Knowles and her friend, Tyler Paea, also a high school student, described the YouTube video as “disgusting.” Knowles said: “I saw it once and I never want to see it again. It’s one thing to fire them [the police officers], but what if other coppers do it another time? We want to get the word out that they can’t just go around doing stuff like that.”

Kira-Lea DarginKira-Lea Dargin

Kira-Lea Dargin, 22, a freelance journalist who grew up in Adelaide but now lives in Redfern, pointed to broader tensions between police and youth. “It’s not just Aboriginal people. There are incidents where I’ve seen Caucasian men targeted and backpackers targeted.”

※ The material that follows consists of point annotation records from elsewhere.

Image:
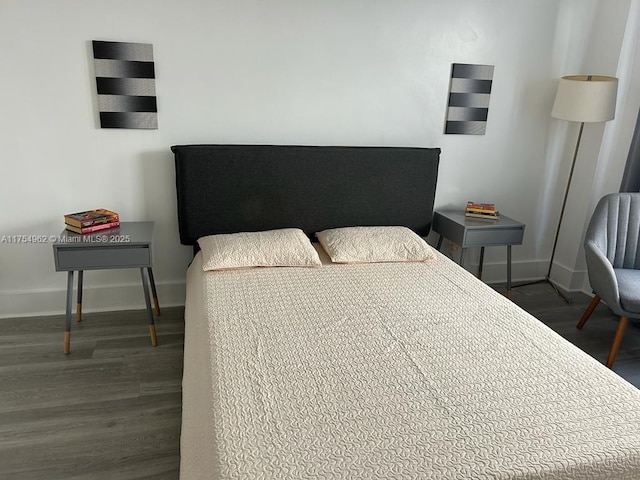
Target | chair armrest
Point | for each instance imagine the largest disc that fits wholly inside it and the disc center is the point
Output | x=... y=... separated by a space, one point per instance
x=602 y=276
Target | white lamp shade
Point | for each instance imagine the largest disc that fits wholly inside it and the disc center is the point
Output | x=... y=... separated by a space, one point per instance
x=586 y=98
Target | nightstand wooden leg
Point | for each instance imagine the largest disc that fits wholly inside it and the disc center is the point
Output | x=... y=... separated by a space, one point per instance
x=154 y=293
x=67 y=320
x=152 y=334
x=79 y=304
x=152 y=327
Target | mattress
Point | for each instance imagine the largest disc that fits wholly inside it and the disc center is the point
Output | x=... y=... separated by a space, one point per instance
x=398 y=370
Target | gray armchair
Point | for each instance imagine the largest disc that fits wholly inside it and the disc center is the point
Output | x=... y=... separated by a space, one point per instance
x=612 y=248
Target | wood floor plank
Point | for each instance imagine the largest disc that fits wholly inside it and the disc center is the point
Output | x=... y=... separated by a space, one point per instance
x=109 y=410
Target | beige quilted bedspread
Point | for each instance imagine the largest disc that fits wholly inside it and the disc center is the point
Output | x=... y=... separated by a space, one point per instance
x=390 y=371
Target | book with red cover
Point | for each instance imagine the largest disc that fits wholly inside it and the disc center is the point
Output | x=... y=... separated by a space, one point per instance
x=91 y=217
x=93 y=228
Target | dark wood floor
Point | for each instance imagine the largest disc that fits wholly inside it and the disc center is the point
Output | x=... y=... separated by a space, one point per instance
x=111 y=409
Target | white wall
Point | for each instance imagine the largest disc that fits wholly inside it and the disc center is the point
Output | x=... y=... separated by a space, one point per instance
x=357 y=72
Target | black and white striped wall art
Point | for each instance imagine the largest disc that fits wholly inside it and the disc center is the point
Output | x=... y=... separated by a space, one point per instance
x=469 y=94
x=125 y=80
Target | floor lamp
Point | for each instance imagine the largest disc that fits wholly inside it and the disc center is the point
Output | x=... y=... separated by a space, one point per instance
x=581 y=98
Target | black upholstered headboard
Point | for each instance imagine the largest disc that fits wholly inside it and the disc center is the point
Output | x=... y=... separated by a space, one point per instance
x=240 y=188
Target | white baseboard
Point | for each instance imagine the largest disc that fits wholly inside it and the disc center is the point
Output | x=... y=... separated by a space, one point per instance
x=528 y=271
x=99 y=298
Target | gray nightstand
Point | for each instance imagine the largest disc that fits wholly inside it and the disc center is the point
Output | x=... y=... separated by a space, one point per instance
x=128 y=246
x=470 y=232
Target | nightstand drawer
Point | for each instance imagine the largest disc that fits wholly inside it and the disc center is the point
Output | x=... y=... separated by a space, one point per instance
x=494 y=236
x=91 y=258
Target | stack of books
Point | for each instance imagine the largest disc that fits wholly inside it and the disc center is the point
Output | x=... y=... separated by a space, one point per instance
x=91 y=220
x=482 y=210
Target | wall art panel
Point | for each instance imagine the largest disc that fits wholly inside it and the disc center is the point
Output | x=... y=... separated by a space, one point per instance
x=469 y=94
x=125 y=81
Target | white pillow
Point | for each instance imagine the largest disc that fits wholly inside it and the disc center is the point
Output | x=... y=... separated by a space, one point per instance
x=374 y=244
x=287 y=247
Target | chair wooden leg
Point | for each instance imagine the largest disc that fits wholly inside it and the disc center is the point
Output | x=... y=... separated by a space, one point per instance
x=587 y=313
x=617 y=340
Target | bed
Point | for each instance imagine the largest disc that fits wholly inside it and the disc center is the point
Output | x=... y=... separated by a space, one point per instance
x=372 y=369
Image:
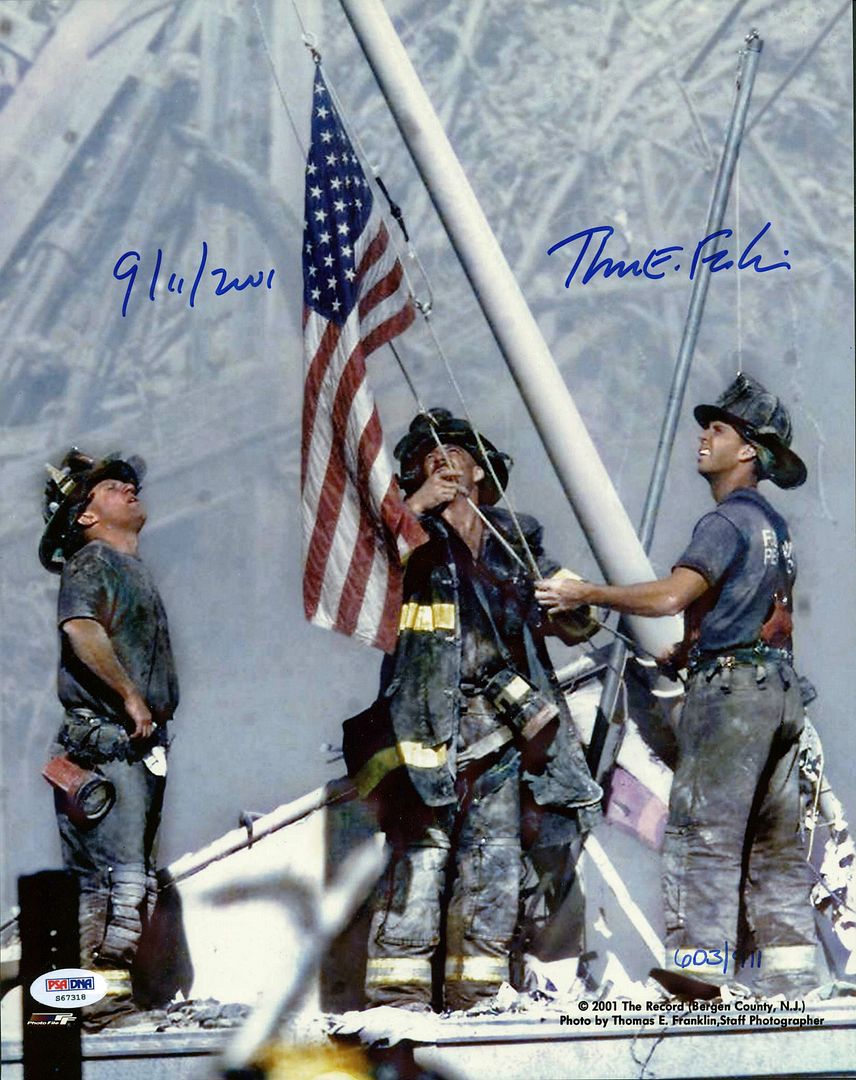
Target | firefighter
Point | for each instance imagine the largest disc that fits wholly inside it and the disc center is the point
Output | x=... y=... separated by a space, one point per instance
x=118 y=685
x=470 y=703
x=735 y=877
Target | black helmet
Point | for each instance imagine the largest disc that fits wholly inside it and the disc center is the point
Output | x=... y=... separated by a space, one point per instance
x=761 y=419
x=420 y=441
x=66 y=493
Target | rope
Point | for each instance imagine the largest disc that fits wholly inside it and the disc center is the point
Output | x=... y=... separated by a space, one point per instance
x=738 y=275
x=267 y=48
x=425 y=308
x=816 y=802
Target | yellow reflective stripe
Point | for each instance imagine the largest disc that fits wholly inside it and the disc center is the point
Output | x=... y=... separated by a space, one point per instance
x=397 y=970
x=514 y=691
x=786 y=958
x=476 y=969
x=389 y=758
x=118 y=981
x=424 y=618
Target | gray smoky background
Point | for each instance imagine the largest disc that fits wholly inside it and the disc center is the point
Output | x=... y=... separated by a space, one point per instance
x=127 y=126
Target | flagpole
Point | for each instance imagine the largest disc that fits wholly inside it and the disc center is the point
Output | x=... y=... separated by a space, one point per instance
x=598 y=761
x=578 y=464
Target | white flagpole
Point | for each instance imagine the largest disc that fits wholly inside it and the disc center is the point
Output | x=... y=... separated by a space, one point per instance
x=581 y=472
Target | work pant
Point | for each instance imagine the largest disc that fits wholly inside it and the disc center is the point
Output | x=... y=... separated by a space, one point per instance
x=467 y=856
x=114 y=863
x=734 y=867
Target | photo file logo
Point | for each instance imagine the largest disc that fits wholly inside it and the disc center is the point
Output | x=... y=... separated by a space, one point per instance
x=52 y=1020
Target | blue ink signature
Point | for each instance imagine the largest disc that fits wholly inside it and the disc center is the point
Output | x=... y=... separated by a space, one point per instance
x=714 y=957
x=127 y=266
x=717 y=259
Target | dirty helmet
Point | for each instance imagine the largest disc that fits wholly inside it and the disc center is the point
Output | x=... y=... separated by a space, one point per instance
x=762 y=420
x=438 y=424
x=65 y=497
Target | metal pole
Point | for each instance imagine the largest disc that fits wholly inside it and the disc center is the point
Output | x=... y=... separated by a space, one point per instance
x=581 y=472
x=718 y=203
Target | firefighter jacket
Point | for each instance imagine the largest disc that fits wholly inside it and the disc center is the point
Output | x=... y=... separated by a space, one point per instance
x=448 y=598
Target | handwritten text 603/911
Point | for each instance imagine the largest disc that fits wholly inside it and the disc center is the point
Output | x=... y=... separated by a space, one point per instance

Mithileah Kumar, an Indian international student at the University of Western Sydney who had been in the country for a month, decided to attend the protest after seeing the YouTube footage. “The excuses from the police are preposterous,” he said. “When you kick a person who is bleeding and wounded, and use the excuse that you only pull out a gun to shoot to protect the safety of others, what logic is that? Is that democracy? I can very easily draw a parallel with the way people are treated by the police in my own country.”